Theatre

CSC theatre ends with solid production of ‘Midsummer’

And so it befell that two of my good fellows and I were invited to Duke Theseus’ palace for the enjoyment of festivities following his late nuptial with the Amazon queen Hippolyta.

Once there, we did see a brief tragedy most peculiar in its tedious mirth.

Oddly, that main entertainment of the night came after a too-long and much-overwrought explanation of how some of the duke’s other guests had plighted their troth in the preceding days and were wed to each other beside the duke that selfsame night.

However, once they had dispatched with this farcical idyll, a group of Athenian craftsmen presented the story of ‘Pyramus and Thisbe’ in the silliest fashion I have ever witnessed.

The first to speak was one Peter Quince, a carpenter of some renown, who in the capacity of prologue did entreat us to know all that we were like to know and expect the beginning of the end.

That end did not appear at the beginning however, because then came one Snout, a tinker who was spackled all over with mortar and hung thereby with many bricks. His execution of a wall was the most masterful my eyes had ever heard.

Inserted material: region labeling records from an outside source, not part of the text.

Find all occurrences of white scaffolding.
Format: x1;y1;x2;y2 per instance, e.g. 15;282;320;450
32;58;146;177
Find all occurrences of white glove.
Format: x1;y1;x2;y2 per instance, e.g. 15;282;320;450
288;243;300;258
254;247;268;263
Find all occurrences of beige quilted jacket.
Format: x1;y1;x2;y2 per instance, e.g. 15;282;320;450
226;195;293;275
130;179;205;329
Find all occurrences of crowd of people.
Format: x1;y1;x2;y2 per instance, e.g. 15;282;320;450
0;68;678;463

Particularly fine were the gesticulations of his hand, in the shape of an O, which was to seem a chink in the wall, through which the eponymous lovers did converse many nights previous and implied by the players’ words.

Next, in quick succession, came Pyramus, Thisbe, and Moonshine personified.

The weaver Nick Bottom, in gleaming armor fit for Achilles himself, made a forceful and passionate Pyramus.

Francis Flute, a mender of bellows, left something to be desired in his execution of fair Thisbe. The lack was perhaps most felt in the overabundance of beard infringing on his face in full and unhelped by tonsorial art. I mean to say, I could not believe his womanliness.

Robin Starveling’s portrayal of Moonshine—or was’t the man i’ th’ moon himself?—was too esoteric to countenance and was botched by many interruptions and cat calls from the crowd. But nonetheless, her efforts were admirable.

The true star of the benighted bunch was Snug the joiner.

Though he possessed no surname to call his own, Snug commanded the stage with his nuanced and much- polished rendition of a ferocious lion. Even Aristophanes himself would have been pleased with the work.

Overall, the artistic execution of these hempen homespuns was most delightful. Their cohesion as a troupe of actors beguiled completely the otherwise odiousness of their station as base mechanicals.

Leave your hemlock at home, because this play is surely the highlight of the season and no cause for suicide.

Editor’s note: Seniors Colton Neidhardt, Mike Mamula, Tamsyn Dalton, and John T. Bryan III; junior Shannon Smay; and sophomore Josh Hoffman as the mechanicals were the highlight of a wonderful production—CSC theatre’s best of the year.